You are viewing a plain text version of this content. The canonical link for it is here.
Posted to user@hive.apache.org by Guy Doulberg <Gu...@conduit.com> on 2011/05/31 14:31:09 UTC

RDBS and Hive

Hey friends,

I have been using Hive to explore my HDFS for a while now.

In my organization we have some applicative information in SqlServer that occasionally I need to join with data I have in the HDFS.

When I need to do such a join, I import the data from the SqlServer using sqoop.

I wanted to know, if there is a way in which hive will import the data on demand, according to the query, for example, if I am selecting from a table that hive recognizes as a SqlServer table, it will import that table or(update if already exists) from sqlserver, and later will run the select...


Thanks,
Guy Doulberg


RE: RDBS and Hive

Posted by Guy Doulberg <Gu...@conduit.com>.
Thanks Andrew,

I would really like to try the patch...




From: Andrew Wilson [mailto:awilson@conductor.com]
Sent: Tuesday, May 31, 2011 6:22 PM
To: user@hive.apache.org
Subject: Re: RDBS and Hive

Yes, here is the ticket: https://issues.apache.org/jira/browse/HIVE-1555?page=com.atlassian.streams.streams-jira-plugin%3Aactivity-stream-issue-tab#issue-tabs<https://issues.apache.org/jira/browse/HIVE-1555?page=com.atlassian.streams.streams-jira-plugin:activity-stream-issue-tab#issue-tabs>

We use it fairly regularly in production and it works well. I will try to get a patch uploaded soon.

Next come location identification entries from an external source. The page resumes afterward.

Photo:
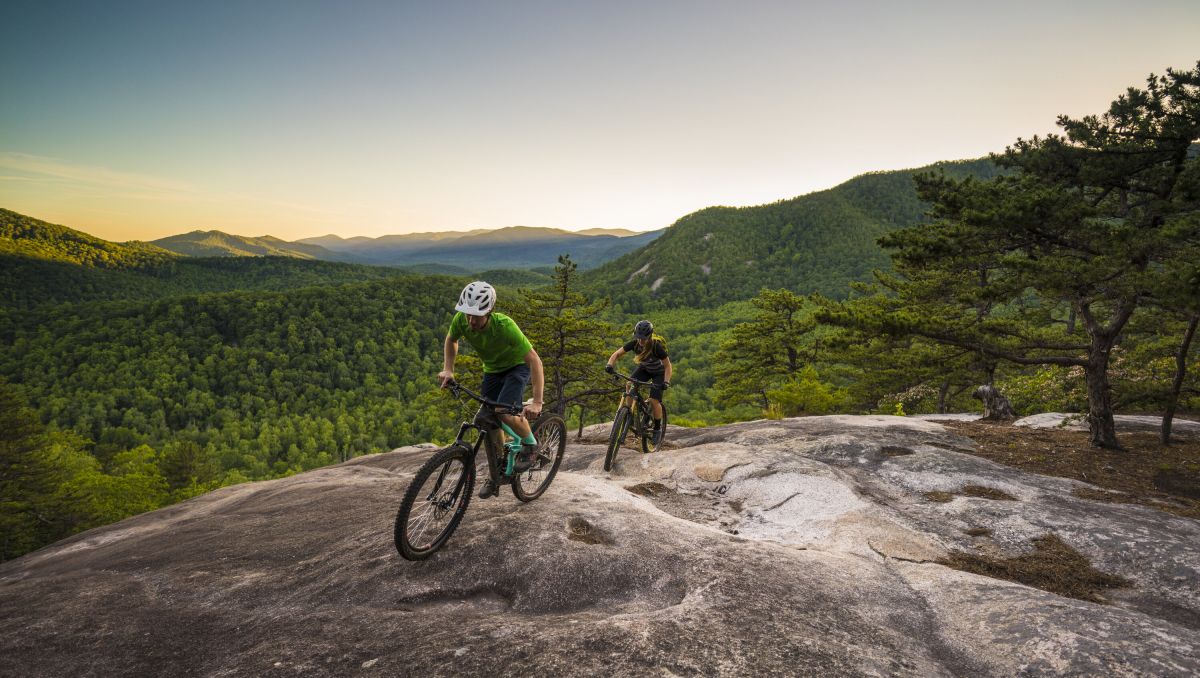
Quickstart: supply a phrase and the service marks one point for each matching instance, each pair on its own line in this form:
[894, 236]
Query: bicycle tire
[648, 445]
[617, 436]
[449, 495]
[532, 483]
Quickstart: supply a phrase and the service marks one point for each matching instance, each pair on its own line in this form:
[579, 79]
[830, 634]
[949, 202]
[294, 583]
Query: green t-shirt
[501, 345]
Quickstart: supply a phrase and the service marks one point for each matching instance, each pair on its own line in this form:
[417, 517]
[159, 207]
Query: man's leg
[513, 394]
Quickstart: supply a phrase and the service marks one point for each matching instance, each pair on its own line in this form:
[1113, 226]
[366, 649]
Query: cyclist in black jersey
[653, 365]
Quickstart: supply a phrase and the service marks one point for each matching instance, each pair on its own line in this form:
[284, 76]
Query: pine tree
[570, 339]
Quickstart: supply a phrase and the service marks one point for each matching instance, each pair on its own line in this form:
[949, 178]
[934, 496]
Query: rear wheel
[551, 433]
[435, 503]
[652, 439]
[617, 436]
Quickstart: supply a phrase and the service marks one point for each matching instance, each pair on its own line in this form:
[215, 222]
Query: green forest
[1061, 273]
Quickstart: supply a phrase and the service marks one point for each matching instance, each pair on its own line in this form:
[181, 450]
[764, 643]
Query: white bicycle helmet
[477, 299]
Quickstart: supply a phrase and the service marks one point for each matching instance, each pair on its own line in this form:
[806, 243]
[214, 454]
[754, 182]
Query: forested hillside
[816, 243]
[264, 383]
[216, 244]
[30, 238]
[43, 263]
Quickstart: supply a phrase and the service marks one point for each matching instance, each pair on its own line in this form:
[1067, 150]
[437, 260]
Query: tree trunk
[995, 406]
[1102, 429]
[1181, 370]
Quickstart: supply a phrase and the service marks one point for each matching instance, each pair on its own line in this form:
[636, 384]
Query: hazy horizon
[141, 120]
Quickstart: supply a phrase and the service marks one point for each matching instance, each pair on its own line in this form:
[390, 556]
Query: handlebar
[460, 390]
[628, 378]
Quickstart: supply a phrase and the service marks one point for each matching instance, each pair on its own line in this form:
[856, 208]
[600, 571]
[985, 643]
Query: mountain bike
[437, 497]
[640, 419]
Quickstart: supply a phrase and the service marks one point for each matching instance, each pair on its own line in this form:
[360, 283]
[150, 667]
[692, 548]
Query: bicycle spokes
[429, 519]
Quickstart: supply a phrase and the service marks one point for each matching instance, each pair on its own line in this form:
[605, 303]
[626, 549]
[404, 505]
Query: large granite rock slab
[803, 546]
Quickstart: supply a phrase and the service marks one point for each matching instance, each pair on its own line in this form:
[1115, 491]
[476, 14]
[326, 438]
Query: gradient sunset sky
[138, 120]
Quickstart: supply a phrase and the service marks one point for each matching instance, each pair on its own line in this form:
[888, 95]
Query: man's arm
[616, 355]
[535, 375]
[449, 352]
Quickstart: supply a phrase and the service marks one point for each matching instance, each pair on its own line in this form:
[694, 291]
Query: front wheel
[435, 502]
[652, 439]
[551, 433]
[617, 436]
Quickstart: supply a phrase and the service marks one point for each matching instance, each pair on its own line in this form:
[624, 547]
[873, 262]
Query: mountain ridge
[819, 241]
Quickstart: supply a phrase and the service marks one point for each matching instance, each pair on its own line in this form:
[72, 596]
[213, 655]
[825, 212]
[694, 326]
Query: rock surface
[802, 546]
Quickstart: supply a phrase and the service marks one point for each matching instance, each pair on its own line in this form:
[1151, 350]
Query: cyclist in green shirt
[509, 363]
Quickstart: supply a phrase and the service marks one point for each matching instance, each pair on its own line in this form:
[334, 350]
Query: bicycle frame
[491, 432]
[643, 409]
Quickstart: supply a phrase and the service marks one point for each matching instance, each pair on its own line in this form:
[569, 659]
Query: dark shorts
[643, 375]
[507, 387]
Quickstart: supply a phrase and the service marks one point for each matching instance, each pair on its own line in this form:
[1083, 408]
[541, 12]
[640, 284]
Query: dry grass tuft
[1053, 565]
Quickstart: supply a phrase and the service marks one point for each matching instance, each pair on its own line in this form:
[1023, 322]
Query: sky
[295, 119]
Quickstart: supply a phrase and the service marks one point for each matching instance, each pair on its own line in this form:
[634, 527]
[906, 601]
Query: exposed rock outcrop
[802, 546]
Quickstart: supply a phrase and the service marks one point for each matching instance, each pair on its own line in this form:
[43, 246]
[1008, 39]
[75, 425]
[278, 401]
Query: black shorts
[507, 387]
[643, 375]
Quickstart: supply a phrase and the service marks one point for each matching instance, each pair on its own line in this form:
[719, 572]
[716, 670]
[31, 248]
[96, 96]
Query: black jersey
[649, 358]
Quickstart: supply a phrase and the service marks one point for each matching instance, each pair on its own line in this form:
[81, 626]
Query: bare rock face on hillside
[805, 546]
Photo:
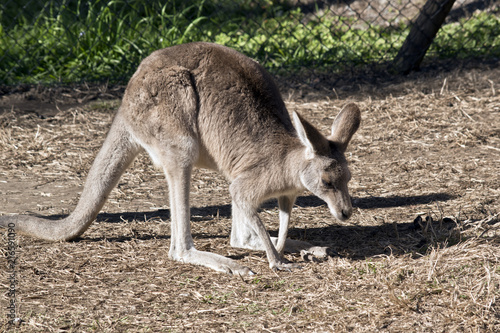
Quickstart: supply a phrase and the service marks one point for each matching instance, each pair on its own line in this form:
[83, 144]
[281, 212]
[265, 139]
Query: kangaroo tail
[118, 151]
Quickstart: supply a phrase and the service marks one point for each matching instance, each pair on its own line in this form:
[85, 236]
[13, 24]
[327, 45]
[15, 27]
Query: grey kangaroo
[204, 105]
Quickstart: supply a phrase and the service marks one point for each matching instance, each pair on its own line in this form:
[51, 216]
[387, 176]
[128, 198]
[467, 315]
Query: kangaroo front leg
[182, 246]
[285, 204]
[245, 210]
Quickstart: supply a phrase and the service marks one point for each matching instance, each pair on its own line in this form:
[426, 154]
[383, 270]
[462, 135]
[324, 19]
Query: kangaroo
[208, 106]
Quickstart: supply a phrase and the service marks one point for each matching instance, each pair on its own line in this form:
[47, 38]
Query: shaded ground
[420, 254]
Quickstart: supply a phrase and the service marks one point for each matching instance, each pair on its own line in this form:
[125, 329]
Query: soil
[421, 252]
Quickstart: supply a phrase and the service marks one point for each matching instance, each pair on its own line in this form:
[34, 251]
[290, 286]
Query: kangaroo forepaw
[238, 270]
[318, 253]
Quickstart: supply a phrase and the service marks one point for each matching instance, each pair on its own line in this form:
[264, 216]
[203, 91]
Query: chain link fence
[61, 41]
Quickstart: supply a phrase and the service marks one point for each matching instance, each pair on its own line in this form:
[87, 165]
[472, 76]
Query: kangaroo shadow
[354, 241]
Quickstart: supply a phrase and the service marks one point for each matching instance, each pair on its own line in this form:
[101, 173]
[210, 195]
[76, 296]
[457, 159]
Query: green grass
[106, 39]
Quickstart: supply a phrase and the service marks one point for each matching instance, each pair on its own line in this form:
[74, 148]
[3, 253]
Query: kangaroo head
[325, 172]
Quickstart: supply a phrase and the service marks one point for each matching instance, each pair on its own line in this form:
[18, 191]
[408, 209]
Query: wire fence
[60, 41]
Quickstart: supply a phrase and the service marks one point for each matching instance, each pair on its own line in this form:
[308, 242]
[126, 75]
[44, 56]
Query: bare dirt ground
[420, 254]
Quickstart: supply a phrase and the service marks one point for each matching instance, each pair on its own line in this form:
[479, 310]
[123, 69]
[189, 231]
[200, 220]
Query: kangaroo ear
[345, 125]
[309, 136]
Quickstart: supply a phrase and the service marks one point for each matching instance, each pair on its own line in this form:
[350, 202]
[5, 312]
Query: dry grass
[421, 254]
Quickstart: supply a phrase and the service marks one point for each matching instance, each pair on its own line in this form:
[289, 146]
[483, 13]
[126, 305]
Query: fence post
[421, 35]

On May 31, 2011, at 11:02 AM, Edward Capriolo wrote:


There is a ticket open for a JDBC storage handler. I envision this as a sqoop on demand.

Edward
On Tue, May 31, 2011 at 8:31 AM, Guy Doulberg <Gu...@conduit.com>> wrote:
Hey friends,

I have been using Hive to explore my HDFS for a while now.

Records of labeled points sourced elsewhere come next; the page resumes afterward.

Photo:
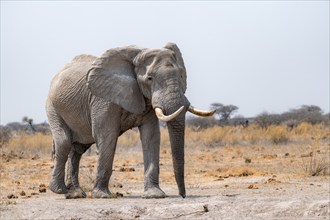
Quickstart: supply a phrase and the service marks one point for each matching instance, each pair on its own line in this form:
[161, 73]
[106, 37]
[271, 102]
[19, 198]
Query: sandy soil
[231, 198]
[220, 185]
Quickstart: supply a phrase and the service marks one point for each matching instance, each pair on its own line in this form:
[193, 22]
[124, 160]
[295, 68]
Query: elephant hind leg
[72, 180]
[62, 146]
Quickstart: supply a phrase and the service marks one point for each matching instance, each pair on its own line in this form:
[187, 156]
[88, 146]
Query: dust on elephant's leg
[150, 137]
[72, 181]
[62, 149]
[106, 147]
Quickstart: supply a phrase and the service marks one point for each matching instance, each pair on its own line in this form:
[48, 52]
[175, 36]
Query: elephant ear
[112, 77]
[178, 55]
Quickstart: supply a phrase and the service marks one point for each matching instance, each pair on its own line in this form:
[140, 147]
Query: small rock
[205, 207]
[12, 196]
[42, 188]
[253, 186]
[248, 160]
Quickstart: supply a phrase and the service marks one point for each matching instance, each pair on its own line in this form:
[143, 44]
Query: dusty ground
[222, 183]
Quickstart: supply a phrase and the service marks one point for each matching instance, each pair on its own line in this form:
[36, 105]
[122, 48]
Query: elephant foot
[58, 188]
[101, 193]
[75, 193]
[153, 193]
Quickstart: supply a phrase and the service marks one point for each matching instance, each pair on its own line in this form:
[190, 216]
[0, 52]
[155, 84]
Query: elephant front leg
[150, 138]
[104, 170]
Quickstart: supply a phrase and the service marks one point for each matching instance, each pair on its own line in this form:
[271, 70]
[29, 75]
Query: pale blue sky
[258, 55]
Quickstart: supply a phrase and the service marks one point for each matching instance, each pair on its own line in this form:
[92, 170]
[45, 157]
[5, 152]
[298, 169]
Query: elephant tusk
[200, 112]
[165, 118]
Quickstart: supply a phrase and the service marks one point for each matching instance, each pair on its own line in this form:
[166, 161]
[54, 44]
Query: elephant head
[134, 77]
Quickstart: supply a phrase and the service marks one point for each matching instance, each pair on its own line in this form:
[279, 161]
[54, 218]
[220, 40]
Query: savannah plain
[231, 172]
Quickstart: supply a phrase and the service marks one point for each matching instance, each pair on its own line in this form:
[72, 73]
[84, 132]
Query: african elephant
[96, 99]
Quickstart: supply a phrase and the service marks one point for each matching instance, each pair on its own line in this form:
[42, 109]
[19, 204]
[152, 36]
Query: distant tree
[224, 112]
[264, 120]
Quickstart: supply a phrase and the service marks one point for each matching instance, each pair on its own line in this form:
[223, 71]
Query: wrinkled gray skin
[96, 99]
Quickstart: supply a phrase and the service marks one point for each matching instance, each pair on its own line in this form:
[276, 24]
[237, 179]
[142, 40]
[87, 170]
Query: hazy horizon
[261, 56]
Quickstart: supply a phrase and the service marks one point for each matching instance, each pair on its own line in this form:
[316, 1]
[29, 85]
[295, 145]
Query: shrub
[278, 135]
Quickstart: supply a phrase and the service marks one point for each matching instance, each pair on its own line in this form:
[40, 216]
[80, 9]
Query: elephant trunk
[176, 129]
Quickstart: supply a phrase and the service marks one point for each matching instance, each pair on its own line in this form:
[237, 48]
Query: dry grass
[211, 155]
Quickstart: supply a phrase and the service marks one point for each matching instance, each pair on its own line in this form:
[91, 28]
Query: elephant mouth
[165, 118]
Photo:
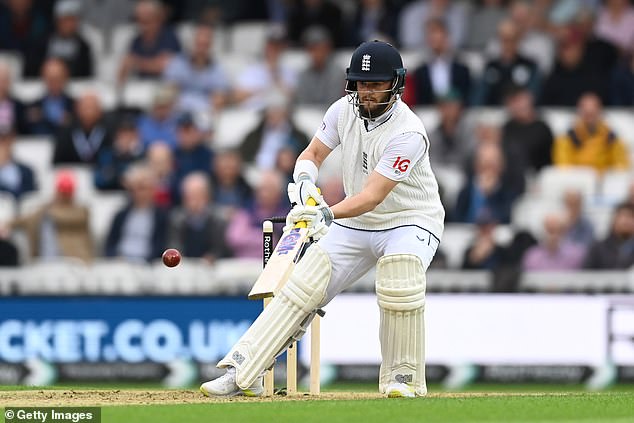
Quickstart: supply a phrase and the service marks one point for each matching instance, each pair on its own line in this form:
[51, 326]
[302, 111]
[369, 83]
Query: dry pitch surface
[72, 397]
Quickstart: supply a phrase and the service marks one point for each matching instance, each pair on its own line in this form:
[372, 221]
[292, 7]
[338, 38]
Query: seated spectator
[553, 252]
[486, 189]
[54, 109]
[83, 140]
[12, 110]
[113, 161]
[574, 73]
[579, 229]
[306, 13]
[154, 45]
[230, 188]
[160, 159]
[484, 253]
[321, 83]
[413, 17]
[138, 232]
[61, 227]
[527, 140]
[191, 154]
[200, 78]
[159, 124]
[270, 74]
[373, 20]
[622, 84]
[535, 43]
[196, 229]
[483, 22]
[22, 24]
[66, 44]
[441, 73]
[244, 234]
[616, 251]
[509, 69]
[275, 132]
[15, 177]
[615, 23]
[590, 142]
[451, 141]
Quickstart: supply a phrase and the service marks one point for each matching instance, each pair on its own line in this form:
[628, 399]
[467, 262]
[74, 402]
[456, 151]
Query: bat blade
[281, 264]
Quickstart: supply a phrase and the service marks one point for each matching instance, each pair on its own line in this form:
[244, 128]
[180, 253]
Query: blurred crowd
[186, 192]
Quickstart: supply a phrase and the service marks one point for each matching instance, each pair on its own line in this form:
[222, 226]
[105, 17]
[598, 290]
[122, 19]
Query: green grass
[611, 407]
[542, 403]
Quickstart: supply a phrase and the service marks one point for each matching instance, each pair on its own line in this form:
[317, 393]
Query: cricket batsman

In my organization we have some applicative information in SqlServer that occasionally I need to join with data I have in the HDFS.

When I need to do such a join, I import the data from the SqlServer using sqoop.

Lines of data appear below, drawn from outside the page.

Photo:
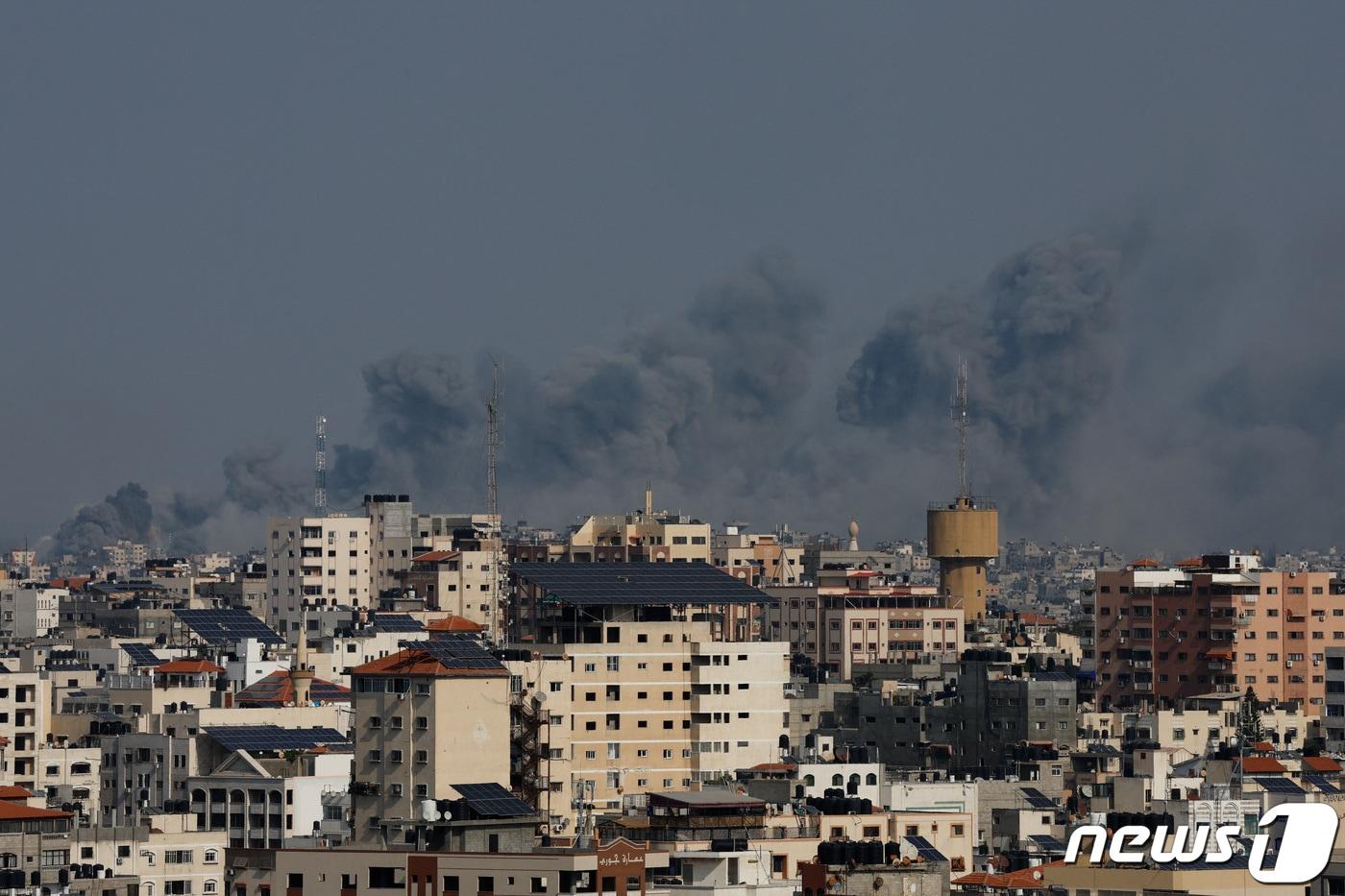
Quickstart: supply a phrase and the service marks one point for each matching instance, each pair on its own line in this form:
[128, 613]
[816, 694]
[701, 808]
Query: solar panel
[226, 627]
[396, 621]
[140, 654]
[493, 801]
[1321, 784]
[1046, 842]
[273, 738]
[456, 653]
[639, 583]
[925, 849]
[1280, 786]
[1036, 798]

I wanted to know, if there is a way in which hive will import the data on demand, according to the query, for example, if I am selecting from a table that hive recognizes as a SqlServer table, it will import that table or(update if already exists) from sqlserver, and later will run the select...


Thanks,
Guy Doulberg




Re: RDBS and Hive

Posted by Andrew Wilson <aw...@conductor.com>.
Yes, here is the ticket: https://issues.apache.org/jira/browse/HIVE-1555?page=com.atlassian.streams.streams-jira-plugin%3Aactivity-stream-issue-tab#issue-tabs<https://issues.apache.org/jira/browse/HIVE-1555?page=com.atlassian.streams.streams-jira-plugin:activity-stream-issue-tab#issue-tabs>

We use it fairly regularly in production and it works well. I will try to get a patch uploaded soon.
<https://issues.apache.org/jira/browse/HIVE-1555?page=com.atlassian.streams.streams-jira-plugin:activity-stream-issue-tab#issue-tabs>
On May 31, 2011, at 11:02 AM, Edward Capriolo wrote:

There is a ticket open for a JDBC storage handler. I envision this as a sqoop on demand.

Edward

On Tue, May 31, 2011 at 8:31 AM, Guy Doulberg <Gu...@conduit.com>> wrote:
Hey friends,

I have been using Hive to explore my HDFS for a while now.

In my organization we have some applicative information in SqlServer that occasionally I need to join with data I have in the HDFS.

When I need to do such a join, I import the data from the SqlServer using sqoop.

I wanted to know, if there is a way in which hive will import the data on demand, according to the query, for example, if I am selecting from a table that hive recognizes as a SqlServer table, it will import that table or(update if already exists) from sqlserver, and later will run the select…


Thanks,
Guy Doulberg




Re: RDBS and Hive

Posted by Edward Capriolo <ed...@gmail.com>.
There is a ticket open for a JDBC storage handler. I envision this as a
sqoop on demand.

Edward

On Tue, May 31, 2011 at 8:31 AM, Guy Doulberg <Gu...@conduit.com>wrote:

> Hey friends,
>
>
>
> I have been using Hive to explore my HDFS for a while now.
>
>
>
> In my organization we have some applicative information in SqlServer that
> occasionally I need to join with data I have in the HDFS.
>
>
>
> When I need to do such a join, I import the data from the SqlServer using
> sqoop.
>
>
>
> I wanted to know, if there is a way in which hive will import the data on
> demand, according to the query, for example, if I am selecting from a table
> that hive recognizes as a SqlServer table, it will import that table
> or(update if already exists) from sqlserver, and later will run the select…
>
>
>
>
>
> Thanks,
>
> Guy Doulberg
>
>
>